C’est en 1918 que l’amitié de Charles-Ferdinand Ramuz et Stravinsky va donner naissance à ce petit chef d’œuvre. S’inspirant d’un conte populaire russe, cette histoire est celle d’un jeune soldat partant en permission qui accepte de vendre son petit violon à un homme. En échange, celui-ci lui donne un livre, qui le rendra riche, puisqu’il pourra y lire l’avenir, mais il découvre vite qu’il a vendu son âme au diable.
Ramuz et Stravinsky ont détaché le conte de son contexte russe pour le rendre universel. On part de l’histoire du soldat mais on va vers des choses plus profondes, la vie, les choix que l’on doit faire, la mort. Le soldat est une image du peuple, la victime, le diable est l’ennemi et le livre qu’il donne au soldat peut être vu comme une image du matérialisme qui conduit au malheur, comme le constate le petit soldat lorsqu’il dit « j’ai tout et je n’ai rien ». Le lecteur, troisième personnage du conte, rappelle que l’on ne peut pas tout avoir, que « l’on ne peut pas être à la fois qui on est et qui on était ».
Stravinsky avait conçu une orchestration dépouillée pour en faire « une espèce de petit théâtre ambulant » : sept musiciens sur scène avec deux instruments de chaque famille, le plus aigu et le plus grave, plus les percussions. Le texte de Ramuz, avec ses répétitions, son mélange de rime et de prose rythmée épouse la complexité de la rythmique de Stravinsky.
Dans sa mise en scène Stéphane Druet a placé, comme le voulait Stravinsky, l’orchestre sur la scène.
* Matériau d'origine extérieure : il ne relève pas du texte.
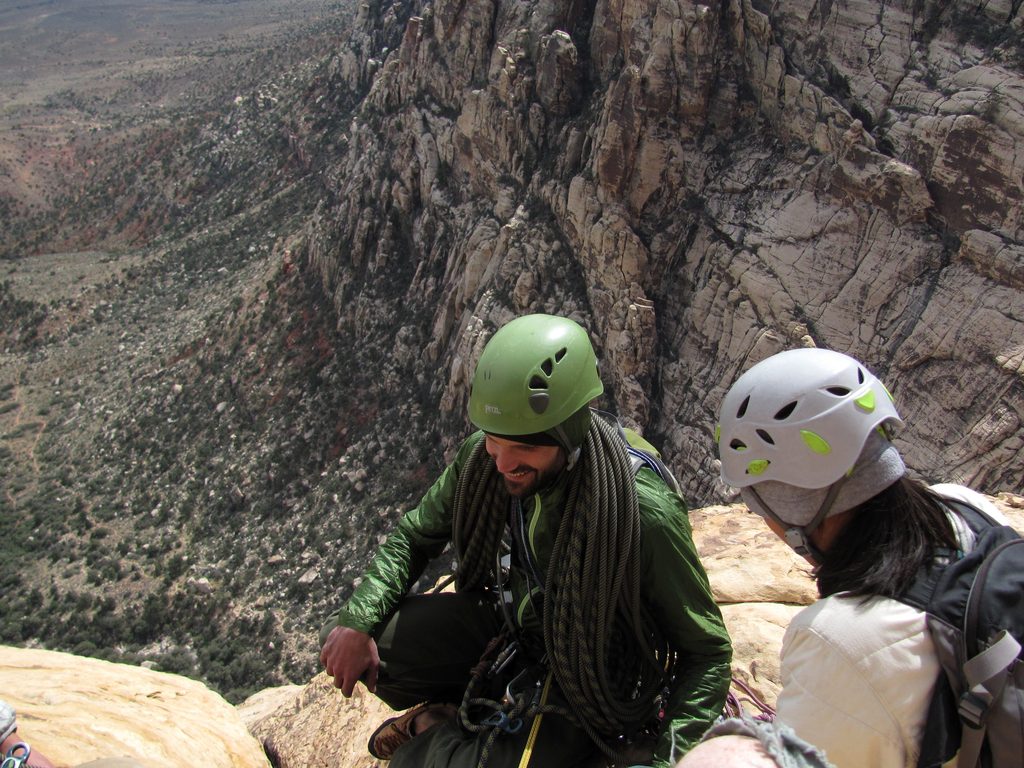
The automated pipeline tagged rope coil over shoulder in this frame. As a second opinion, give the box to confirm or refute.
[453,419,676,759]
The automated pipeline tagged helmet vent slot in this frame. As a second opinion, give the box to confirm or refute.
[736,395,751,419]
[775,400,797,421]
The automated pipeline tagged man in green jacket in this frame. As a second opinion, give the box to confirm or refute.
[321,314,732,768]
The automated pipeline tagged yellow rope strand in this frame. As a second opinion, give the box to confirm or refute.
[519,670,552,768]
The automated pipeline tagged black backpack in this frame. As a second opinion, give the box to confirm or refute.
[899,499,1024,768]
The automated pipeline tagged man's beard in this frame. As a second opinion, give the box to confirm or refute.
[502,467,555,499]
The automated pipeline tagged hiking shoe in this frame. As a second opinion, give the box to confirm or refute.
[367,701,457,760]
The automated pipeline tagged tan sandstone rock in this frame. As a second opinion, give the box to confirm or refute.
[0,646,269,768]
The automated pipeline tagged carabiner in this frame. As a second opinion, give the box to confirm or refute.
[480,710,522,734]
[0,741,32,768]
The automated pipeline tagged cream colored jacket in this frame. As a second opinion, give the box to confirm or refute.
[776,484,1005,768]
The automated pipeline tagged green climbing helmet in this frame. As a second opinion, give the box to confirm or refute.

L’histoire se joue devant les musiciens, en pantalon rouge et vareuse bleue, alignés au fond de la scène face au chef d’orchestre en costume de capitaine. Les jeunes musiciens de l’Orchestre-Atelier Ostinato mettent toute leur fougue et leur talent au service de la partition. Ils défilent à la queue leu-leu, se rangent, s’asseyent, se lèvent dans une sorte de chorégraphie bien organisée. Fabian Wolfrom a la jeunesse et la naïveté du soldat. Il pense avoir gagné le gros lot mais comprend vite qu’il est tombé dans la gueule du diable, il espère le berner mais retombe dans le piège qui se referme sur lui. Licino Da Silva, qui a travaillé entre autres au Théâtre du Soleil, prend beaucoup de plaisir à incarner un diable drôle, séducteur, manipulateur, fou de colère quand les faits lui résistent mais suffisamment rusé pour l’emporter à la fin. Le rôle muet de la princesse est tenu par une danseuse qui arrive par la salle comme une ombre et danse devant un soldat immédiatement conquis. Sous la direction de Stéphane Druet, Claude Aufaure qui a travaillé avec des metteurs en scène comme Vitez, Chéreau, Roger Blin et bien d’autres, devient l’auteur en même temps que le lecteur de cette Histoire du soldat . Avec ses cheveux blancs, assis à un pupitre d’écolier il observe le soldat aux prises avec le diable. Il entrera dans le jeu une fois pour sauver le soldat, mais ne peut plus rien pour lui la seconde fois. Surtout Claude Aufaure réussit à merveille à s’adapter à la musicalité si particulière de la partition de Stravinsky, scandant son propos comme un ancêtre de rappeur, « mettant la virgule en majesté », jouant des silences comme des ruptures, tout en conservant au texte de Ramuz sa poésie délicate.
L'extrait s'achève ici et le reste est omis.